The question for the justices was the validity of the sentencing system under which a death sentence results automatically if the jury finds that the aggravating and mitigating factors are "in equipoise," neither outweighing the other.

Justice Thomas, writing for the majority, said the statute was valid under the court's death penalty precedents because it did not limit the mitigating evidence that a defendant could put before the sentencing jury and did not interfere "in a constitutionally significant way" with the jury's consideration of that evidence.

The case was argued twice, once before Justice Alito joined the court and then again in April. It is therefore likely that Justice Alito's vote with the majority made the difference. Chief Justice Roberts and Justices Kennedy and Scalia also voted with the majority.

The tone of Justice Souter's dissent, which Justices Stevens, Ginsburg and Breyer joined, was passionate, and this case appeared to have galvanized the court as few others have in the term.
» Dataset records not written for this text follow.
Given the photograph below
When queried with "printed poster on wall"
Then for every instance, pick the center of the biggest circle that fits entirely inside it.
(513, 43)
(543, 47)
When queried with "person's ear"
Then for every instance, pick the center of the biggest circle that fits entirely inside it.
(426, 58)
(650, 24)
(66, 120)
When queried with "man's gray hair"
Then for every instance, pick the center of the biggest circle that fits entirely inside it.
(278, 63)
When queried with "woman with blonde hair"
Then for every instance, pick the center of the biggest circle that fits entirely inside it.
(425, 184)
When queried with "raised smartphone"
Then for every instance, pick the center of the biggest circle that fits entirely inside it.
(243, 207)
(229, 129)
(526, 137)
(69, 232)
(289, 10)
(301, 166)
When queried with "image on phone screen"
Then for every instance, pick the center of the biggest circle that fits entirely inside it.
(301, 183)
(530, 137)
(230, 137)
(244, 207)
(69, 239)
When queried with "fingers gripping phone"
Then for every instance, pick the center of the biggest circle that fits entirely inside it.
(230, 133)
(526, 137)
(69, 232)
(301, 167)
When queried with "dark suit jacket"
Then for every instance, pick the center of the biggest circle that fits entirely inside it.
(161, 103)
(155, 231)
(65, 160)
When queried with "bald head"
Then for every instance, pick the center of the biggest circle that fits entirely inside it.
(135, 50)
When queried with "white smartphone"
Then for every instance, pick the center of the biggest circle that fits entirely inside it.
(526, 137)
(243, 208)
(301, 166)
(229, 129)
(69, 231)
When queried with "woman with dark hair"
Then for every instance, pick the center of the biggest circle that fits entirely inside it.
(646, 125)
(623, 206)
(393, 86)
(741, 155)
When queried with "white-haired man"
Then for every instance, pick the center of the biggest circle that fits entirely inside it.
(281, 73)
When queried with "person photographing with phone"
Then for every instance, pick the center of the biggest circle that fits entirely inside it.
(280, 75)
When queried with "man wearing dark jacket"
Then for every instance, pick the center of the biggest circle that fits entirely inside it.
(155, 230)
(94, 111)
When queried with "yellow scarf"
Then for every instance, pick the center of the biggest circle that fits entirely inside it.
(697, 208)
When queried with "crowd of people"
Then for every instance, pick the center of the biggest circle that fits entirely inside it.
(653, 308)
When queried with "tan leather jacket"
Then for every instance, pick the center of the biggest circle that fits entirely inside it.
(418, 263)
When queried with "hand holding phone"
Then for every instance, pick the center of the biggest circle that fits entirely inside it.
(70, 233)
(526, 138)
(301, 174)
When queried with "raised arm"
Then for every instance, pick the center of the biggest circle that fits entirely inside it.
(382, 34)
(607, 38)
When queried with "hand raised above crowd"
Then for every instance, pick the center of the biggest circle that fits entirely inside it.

Justice Souter cited evidence of recent exonerations in capital cases.

"In the face of evidence of the hazards of capital prosecution," he said, "maintaining a sentencing system mandating death when the sentencer finds the evidence pro and con to be in equipoise is obtuse by any moral or social measure."

The dissent produced an angry outburst from Justice Scalia. He said there has not been "a single verifiable case" of an innocent person put to death and that the possibility of such a mistake "has been reduced to an insignificant minimum." Justice Scalia said the dissenting opinion "will be trumpeted abroad as vindication" of what he called "sanctimonious criticism of America's death penalty" in other parts of the world.

Parents' Costs

The court ruled, 6 to 3, that the federal law requiring public schools to provide a free and "appropriate" education for children with disabilities does not require school districts to reimburse parents for the cost of putting on expert testimony in hearings called to evaluate a proposed special-education plan.

The decision, Arlington Central School District v. Murphy, No. 05-18, overturned a ruling by the federal appeals court in New York.

The federal law, the Individuals With Disabilities Education Act, provides that parents who prevail at such hearings can be reimbursed for their lawyers' fees. Congress did not explicitly provide for the fees of expert witnesses, Justice Alito wrote for the majority. Justices Breyer, Stevens and Souter dissented.